エリシアを演じる際、私が最も意識したのは表情づくりと衣装・メイク全体の立体感です。ピンクのロングストレートヘアに尖ったエルフ耳のスタイリングは、それだけで『崩壊 3rd』の世界観に漂う軽やかさを感じさせてくれます。今夜着用した白と紫のバイカラー衣装は、シルエットと素材感が強く求められるデザインです。スカートの裾や両サイドの薄紫のオーガンジーリボンは夜風で絡まりやすく、木くずが敷かれた屋外ロケ地だったため、裾の清潔感とリボンの落ち感を維持するのに細心の注意を払いました。再現しやすくするため、黒の折りたたみ椅子に腰掛け、自然体で凛とした余裕とお茶目さを併せ持つ2次元少女(Anime girl)としての雰囲気を表現しました。
ポージングのコントロールに関しても、今回の撮影には数々の細かなこだわりが詰まっています。例えば、鈴や金属の羽飾りが付いた長柄の小道具は、垂れ下がるリボンが非常に長く、地面のホコリが付きやすい上に画面内の面積を大きく占めてしまいます。道具のリボンが画面の重心を崩さないよう、着席時には脚を組む角度を意識的に調整し、ブーツの薄紫のリボン結びと合わせて、脚から胸元、小道具へと繋がる視線誘導を設計しました。折りたたみ椅子の上でバランスを保ちながら、表情のナチュラルさを維持し、風によるウィッグや飾りの乱れをコントロールするのには体幹が求められました。
ここでレタッチ担当の仲間を大いに称えたいと思います。夜間のコスプレ撮影(Cosplay photography)において、強烈なLED補光は衣装の白い生地に大面積の白飛び(反光)を引き起こしやすく、強いコントラスト下では桜のピンクパープル調が色潰れや変色を起こしがちです。レタッチ担当は高光部分を正確に抑え、紫と白のレイヤー感を分離させると同時に、桜の枝ぶりと暗い夜空の被写界域を見事に再現してくれました。人物の光立つ質感が夜色に滑らかに溶け込み、柔らかく立体感のある仕上がりになっています。顔の光影グラデーションも再調整され、瞳のキャッチライトがしっかりと残っているため、非常に生き生きとした表情になりました。

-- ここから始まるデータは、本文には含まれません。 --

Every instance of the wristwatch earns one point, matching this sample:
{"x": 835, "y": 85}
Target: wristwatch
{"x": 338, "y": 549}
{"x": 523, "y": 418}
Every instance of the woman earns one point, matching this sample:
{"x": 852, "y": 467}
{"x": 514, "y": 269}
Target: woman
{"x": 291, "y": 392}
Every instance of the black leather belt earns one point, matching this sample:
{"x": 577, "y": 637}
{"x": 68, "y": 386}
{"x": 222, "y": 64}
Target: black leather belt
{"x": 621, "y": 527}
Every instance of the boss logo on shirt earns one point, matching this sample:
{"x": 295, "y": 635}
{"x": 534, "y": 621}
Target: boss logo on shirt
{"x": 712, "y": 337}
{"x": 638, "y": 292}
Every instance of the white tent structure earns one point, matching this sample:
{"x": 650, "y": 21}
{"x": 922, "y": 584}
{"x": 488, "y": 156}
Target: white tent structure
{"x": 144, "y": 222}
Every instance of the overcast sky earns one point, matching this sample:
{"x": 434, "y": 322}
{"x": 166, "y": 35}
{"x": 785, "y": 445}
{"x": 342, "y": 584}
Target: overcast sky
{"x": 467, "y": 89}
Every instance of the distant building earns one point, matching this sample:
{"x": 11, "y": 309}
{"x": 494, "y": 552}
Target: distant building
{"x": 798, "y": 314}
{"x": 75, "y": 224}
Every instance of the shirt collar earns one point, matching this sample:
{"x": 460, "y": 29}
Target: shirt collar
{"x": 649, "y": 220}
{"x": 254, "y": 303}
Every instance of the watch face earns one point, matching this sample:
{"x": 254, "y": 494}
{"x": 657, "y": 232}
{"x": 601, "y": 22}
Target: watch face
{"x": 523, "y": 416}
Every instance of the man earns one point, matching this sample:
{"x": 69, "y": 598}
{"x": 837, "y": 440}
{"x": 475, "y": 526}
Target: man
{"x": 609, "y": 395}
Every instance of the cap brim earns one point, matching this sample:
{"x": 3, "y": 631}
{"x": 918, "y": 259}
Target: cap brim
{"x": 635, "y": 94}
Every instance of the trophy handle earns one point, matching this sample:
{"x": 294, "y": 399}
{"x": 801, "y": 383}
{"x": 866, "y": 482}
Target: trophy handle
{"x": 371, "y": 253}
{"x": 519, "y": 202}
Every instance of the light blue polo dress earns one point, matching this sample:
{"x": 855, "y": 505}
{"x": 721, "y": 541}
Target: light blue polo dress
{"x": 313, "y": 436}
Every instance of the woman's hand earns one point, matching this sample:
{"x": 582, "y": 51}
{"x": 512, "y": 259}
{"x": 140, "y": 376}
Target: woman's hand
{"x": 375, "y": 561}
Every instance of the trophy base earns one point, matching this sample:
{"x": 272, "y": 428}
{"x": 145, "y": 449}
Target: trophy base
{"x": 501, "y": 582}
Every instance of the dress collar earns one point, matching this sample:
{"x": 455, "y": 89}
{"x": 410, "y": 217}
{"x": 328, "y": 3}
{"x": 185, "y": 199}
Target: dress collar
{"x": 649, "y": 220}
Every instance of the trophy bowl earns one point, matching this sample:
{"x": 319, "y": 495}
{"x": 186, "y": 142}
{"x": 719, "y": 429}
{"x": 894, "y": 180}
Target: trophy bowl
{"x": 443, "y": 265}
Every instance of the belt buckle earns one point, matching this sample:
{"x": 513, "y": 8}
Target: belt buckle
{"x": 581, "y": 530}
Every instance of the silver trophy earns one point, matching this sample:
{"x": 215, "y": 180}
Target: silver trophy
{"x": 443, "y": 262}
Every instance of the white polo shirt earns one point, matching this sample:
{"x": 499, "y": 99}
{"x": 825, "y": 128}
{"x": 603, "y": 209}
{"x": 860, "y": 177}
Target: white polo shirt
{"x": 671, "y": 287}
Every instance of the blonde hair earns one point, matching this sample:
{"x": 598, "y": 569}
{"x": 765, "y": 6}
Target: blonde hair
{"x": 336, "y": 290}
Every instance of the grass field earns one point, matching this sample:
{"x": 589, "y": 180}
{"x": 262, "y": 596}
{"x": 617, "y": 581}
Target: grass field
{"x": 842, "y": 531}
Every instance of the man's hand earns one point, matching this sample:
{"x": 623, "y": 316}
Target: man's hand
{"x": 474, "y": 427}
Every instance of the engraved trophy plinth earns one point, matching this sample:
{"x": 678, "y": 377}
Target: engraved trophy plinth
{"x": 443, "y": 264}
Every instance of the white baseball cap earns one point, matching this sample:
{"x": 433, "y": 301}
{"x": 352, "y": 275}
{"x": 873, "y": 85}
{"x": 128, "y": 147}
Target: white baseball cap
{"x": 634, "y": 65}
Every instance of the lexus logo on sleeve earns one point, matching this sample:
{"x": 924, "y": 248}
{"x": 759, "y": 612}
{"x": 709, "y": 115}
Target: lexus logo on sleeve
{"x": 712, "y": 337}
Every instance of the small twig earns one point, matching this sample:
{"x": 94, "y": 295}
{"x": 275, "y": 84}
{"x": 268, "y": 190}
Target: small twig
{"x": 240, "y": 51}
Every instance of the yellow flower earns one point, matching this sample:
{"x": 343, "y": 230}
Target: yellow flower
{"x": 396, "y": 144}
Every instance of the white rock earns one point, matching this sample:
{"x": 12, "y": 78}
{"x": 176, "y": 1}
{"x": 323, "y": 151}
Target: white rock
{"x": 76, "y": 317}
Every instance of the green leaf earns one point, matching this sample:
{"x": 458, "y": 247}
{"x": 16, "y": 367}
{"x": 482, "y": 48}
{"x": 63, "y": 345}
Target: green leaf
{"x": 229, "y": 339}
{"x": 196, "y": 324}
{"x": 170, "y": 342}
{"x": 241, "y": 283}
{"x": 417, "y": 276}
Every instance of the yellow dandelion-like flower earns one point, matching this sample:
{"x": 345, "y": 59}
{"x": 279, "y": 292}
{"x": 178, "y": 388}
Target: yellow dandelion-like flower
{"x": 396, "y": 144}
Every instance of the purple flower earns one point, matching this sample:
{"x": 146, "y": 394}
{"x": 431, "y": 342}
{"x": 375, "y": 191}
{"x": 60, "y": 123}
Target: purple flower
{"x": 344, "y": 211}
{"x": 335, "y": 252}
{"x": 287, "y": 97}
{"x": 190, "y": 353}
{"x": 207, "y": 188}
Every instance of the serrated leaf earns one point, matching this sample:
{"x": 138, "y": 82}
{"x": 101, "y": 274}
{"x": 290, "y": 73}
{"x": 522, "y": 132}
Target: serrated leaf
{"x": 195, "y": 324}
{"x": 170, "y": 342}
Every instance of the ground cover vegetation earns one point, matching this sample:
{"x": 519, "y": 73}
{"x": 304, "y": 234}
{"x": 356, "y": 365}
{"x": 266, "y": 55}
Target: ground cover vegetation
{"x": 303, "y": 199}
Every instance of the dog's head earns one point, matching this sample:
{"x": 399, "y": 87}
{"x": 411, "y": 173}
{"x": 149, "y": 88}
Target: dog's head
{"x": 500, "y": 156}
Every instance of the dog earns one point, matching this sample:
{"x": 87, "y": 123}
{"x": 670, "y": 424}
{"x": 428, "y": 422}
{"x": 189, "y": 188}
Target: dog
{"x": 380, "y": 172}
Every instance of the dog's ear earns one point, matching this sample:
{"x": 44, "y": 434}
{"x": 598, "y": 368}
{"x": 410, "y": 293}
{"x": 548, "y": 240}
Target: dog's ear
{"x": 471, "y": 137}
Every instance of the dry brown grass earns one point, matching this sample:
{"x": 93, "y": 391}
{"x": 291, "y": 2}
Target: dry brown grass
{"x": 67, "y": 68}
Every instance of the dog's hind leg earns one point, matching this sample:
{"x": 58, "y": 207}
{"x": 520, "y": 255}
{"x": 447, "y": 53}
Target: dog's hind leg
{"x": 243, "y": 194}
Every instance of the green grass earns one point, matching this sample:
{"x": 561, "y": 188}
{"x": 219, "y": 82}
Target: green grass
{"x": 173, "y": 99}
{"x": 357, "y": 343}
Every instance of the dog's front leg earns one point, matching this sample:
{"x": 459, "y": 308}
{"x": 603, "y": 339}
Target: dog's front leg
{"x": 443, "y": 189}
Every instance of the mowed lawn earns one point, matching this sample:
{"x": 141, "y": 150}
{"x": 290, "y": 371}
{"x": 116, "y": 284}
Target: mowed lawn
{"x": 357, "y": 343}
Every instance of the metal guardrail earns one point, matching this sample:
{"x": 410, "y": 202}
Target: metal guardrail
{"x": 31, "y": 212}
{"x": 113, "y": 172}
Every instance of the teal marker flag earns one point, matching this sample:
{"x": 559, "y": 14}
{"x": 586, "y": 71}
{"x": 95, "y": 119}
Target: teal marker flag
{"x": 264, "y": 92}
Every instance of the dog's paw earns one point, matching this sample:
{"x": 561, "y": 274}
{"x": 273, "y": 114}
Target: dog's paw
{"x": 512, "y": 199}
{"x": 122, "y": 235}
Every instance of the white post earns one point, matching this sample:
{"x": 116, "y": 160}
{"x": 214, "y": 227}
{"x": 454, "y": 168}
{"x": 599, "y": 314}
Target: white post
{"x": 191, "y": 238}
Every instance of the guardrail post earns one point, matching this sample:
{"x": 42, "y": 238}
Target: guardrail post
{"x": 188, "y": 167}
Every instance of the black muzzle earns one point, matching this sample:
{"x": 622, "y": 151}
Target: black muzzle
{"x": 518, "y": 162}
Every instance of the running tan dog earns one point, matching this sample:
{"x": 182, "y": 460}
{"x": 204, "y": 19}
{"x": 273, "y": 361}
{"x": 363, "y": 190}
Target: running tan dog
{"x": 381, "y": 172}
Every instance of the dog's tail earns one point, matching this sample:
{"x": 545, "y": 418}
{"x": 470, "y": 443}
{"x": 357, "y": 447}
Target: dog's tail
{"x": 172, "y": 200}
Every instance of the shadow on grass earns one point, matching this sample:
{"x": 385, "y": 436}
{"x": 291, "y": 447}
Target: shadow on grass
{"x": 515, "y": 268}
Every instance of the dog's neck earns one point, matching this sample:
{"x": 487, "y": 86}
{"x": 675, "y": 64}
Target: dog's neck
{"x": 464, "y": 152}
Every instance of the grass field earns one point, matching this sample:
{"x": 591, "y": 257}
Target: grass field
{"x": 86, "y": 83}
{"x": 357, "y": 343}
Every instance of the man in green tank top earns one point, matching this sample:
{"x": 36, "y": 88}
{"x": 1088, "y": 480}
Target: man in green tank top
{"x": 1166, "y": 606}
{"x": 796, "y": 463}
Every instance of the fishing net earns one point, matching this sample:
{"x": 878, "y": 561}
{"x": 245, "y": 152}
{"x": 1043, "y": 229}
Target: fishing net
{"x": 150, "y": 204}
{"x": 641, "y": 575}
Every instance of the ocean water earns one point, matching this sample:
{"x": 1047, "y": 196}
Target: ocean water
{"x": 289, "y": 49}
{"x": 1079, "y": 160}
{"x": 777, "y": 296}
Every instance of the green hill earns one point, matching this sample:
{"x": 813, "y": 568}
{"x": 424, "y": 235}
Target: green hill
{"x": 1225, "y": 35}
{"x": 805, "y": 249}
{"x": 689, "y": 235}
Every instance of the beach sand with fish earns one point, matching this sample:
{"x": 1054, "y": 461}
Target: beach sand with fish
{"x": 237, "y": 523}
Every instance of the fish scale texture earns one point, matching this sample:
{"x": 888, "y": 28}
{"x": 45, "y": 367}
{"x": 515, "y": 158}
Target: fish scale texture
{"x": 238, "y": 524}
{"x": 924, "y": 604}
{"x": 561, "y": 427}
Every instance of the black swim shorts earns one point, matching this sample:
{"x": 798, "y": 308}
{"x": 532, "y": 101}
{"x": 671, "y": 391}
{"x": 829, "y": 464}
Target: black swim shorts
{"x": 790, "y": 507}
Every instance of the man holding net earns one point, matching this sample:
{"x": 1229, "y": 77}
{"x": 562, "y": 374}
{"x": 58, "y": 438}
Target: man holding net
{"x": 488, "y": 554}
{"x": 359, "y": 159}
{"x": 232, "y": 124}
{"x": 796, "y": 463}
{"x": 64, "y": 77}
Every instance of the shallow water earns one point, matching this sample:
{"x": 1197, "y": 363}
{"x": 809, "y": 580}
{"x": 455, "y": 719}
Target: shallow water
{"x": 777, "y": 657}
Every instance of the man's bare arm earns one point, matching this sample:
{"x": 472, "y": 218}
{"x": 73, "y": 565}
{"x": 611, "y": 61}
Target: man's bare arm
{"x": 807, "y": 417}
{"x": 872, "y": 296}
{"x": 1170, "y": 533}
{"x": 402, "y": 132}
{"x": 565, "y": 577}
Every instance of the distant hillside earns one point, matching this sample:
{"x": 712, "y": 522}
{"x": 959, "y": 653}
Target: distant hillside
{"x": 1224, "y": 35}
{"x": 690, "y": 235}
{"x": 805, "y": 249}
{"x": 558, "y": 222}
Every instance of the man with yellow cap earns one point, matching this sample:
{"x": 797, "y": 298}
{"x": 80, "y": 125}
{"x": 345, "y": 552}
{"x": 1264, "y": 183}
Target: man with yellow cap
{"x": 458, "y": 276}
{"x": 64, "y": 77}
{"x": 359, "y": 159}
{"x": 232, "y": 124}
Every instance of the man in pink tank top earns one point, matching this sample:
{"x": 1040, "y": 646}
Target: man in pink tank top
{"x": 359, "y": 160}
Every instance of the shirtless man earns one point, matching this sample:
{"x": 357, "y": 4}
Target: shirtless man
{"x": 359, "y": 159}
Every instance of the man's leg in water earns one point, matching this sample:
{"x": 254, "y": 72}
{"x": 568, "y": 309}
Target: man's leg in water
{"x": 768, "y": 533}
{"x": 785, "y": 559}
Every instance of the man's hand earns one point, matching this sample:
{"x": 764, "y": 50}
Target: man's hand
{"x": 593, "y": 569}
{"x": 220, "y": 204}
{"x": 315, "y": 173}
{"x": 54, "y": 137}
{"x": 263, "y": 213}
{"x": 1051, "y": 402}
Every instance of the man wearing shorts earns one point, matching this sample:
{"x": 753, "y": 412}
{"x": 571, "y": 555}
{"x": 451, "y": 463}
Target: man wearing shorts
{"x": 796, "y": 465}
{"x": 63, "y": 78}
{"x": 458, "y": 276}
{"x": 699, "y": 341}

コスプレ撮影において、私たちが追求するのは単なる表面的な美しさだけでなく、そのキャラクターが纏う空気感の具現化です。メイクやスタイリングを細かく見ていただくと、サイドのエルフ耳と髪飾りの密着度や、衣装のアーマー縁に施されたゴールドの質感など、細やかなディテールの積み重ねがキャラクターへの距離を縮めてくれています。今回の写真はオフショットですが、カメラマンは構図に工夫を凝らし、バストアップの近景から桜と大道具を収めた全身の引きの構図まで、限られた夜間照明の中でキャラクターの魅力を最大限に捉えてくれました。同じ二次元スタイルを愛するファンの方々にも、この誠意が伝わると嬉しいです。
最後に、最も表情が良く構図もスッキリとした写真を厳選し、今回のメイキング共有としました。過度なデザイン感はなく、写真的な直感による感情の切り取りを重視しています。夜桜の下、短いシャッターの瞬間に輝く時間を留めることは、今回のコスプレ撮影体験における大切な宝物です。これらの写真を通じて、エリシアというキャラクターと『崩壊 3rd』の世界への愛を感じていただければ幸いです!